South Korea Blocks Foreign Crypto Exchanges on Google Play Amid Regulatory Crackdown

Key Takeaways:
- South Korea seems to be protecting its users by limiting access to crypto exchanges not registered with its government.
- Apps from exchanges like KuCoin, MEXC, and Poloniex are also being blocked from Google Play.
- The move is in line with South Korea’s tough stance on crypto regulation.
South Korean authorities are further tightening their grip on the digital asset industry, prompting Google to block dozens of foreign crypto exchange apps on the Google Play Store. The campaign targets platforms that have not been properly registered in Korea, including popular exchanges KuCoin, MEXC, Phemex, and Poloniex.
What’s Behind the Ban?
The FIU, the country’s financial watchdog, announced on March 26, 2025, that Google had begun restricting access to 17 such apps due to their “unregistered” operations targeting Korean users. As a result, South Korean users cannot install these apps anymore, and those that are already installed will not be updated.
The FIU’s move comes in keeping with South Korea’s tough rules on crypto, which mandates that all exchanges — including foreign ones — must register with local authorities if they are operating in the country. An exchange is deemed to be active in Korea if it provides a Korean-language site, does marketing targeting Korean users or facilitates trades in the Korean won, the FIU said.
Authorities have claimed that unregistered crypto exchanges pose significant risks to users, including potential personal data breaches, hacking incidents, and even use for money laundering. The FIU states that users’ funds and assets are put at risk because these platforms are outside of financial regulations and do not offer investor protection mechanisms. The agency said in a statement that the ban would “help prevent user damage and curb money laundering through virtual assets.”
The FIU is also in discussions with Apple Korea and the Korea Communications Standards Commission to enforce similar restrictions on crypto exchange websites and the App Store.
Expansion of Regulatory Action
This isn’t the first time that authorities have cracked down on crypto exchanges. Apple pulled several crypto exchange apps from Japan’s App Store at the request of the authorities in early February 2025, the measure being part of a broader effort of governments to rein in digital asset platforms.
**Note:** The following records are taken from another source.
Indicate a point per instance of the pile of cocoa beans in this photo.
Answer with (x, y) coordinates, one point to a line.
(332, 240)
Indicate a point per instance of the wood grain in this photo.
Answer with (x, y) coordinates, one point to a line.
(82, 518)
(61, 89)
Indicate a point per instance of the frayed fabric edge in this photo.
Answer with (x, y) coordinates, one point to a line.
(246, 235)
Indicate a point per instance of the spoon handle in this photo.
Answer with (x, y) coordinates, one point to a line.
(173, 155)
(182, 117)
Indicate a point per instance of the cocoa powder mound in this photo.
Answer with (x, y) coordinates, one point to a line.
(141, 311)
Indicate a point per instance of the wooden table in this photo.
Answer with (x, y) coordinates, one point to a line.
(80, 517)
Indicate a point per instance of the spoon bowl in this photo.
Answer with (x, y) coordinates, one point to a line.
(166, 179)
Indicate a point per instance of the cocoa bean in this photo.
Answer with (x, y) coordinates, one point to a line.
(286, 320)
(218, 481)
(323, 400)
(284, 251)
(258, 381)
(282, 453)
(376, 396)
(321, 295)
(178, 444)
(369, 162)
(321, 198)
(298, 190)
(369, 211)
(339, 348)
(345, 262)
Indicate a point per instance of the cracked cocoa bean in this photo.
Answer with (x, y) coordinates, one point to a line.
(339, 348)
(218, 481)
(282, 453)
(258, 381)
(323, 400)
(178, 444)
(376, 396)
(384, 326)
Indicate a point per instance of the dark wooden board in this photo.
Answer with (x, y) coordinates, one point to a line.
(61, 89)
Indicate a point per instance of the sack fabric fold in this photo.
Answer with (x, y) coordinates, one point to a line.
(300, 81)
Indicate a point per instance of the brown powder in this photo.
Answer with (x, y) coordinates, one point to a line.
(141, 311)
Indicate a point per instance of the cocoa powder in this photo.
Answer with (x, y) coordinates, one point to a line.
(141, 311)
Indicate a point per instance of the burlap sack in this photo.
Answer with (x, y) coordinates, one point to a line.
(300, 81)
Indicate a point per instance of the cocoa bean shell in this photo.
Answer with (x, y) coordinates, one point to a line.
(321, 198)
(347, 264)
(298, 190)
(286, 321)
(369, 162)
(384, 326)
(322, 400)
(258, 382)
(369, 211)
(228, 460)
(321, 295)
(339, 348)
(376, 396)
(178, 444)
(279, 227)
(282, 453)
The mobile applications of Bybit, KuCoin, Bitget, MEXC, and LBank were no longer accessible in Japan. Japan’s Financial Services Agency had previously issued warnings to these exchanges for lack of registration. India had earlier this year blocked access to big platforms such as Binance, Kraken and KuCoin.
More News: South Korea Intensifies Crypto Crackdown: KuCoin and Others Face Scrutiny
Impact on Domestic Exchanges
With curbs on international exchanges, domestic platforms are set to gain. In fact, South Korea’s top exchange, Upbit, was partially suspended by the FIU due to violations of local regulations. The suspension was made against local regulations, as transactions with unregistered crypto service providers were not allowed. The restriction temporarily limits new customers from depositing and withdrawing crypto.
South Korea’s Position on Crypto
This regulatory move notably rests on South Korea’s strong stance with cryptocurrency regulation. More than 9.6 million South Koreans held accounts with the country’s five major licensed exchanges – Upbit, Bithumb, Coinone, Korbit and Gopax – as of the end of last year, local media outlet Chosun today quoted lawmaker Ahn Do-jae as saying. This represents a year-on-year growth of 52.6%. The total amount of crypto held by these firms has surpassed 100 trillion won (approximately $68 billion), indicating solid trust in the market.
South Korea is serious about enforcing crypto regulations, making it increasingly difficult for traders using these exchanges.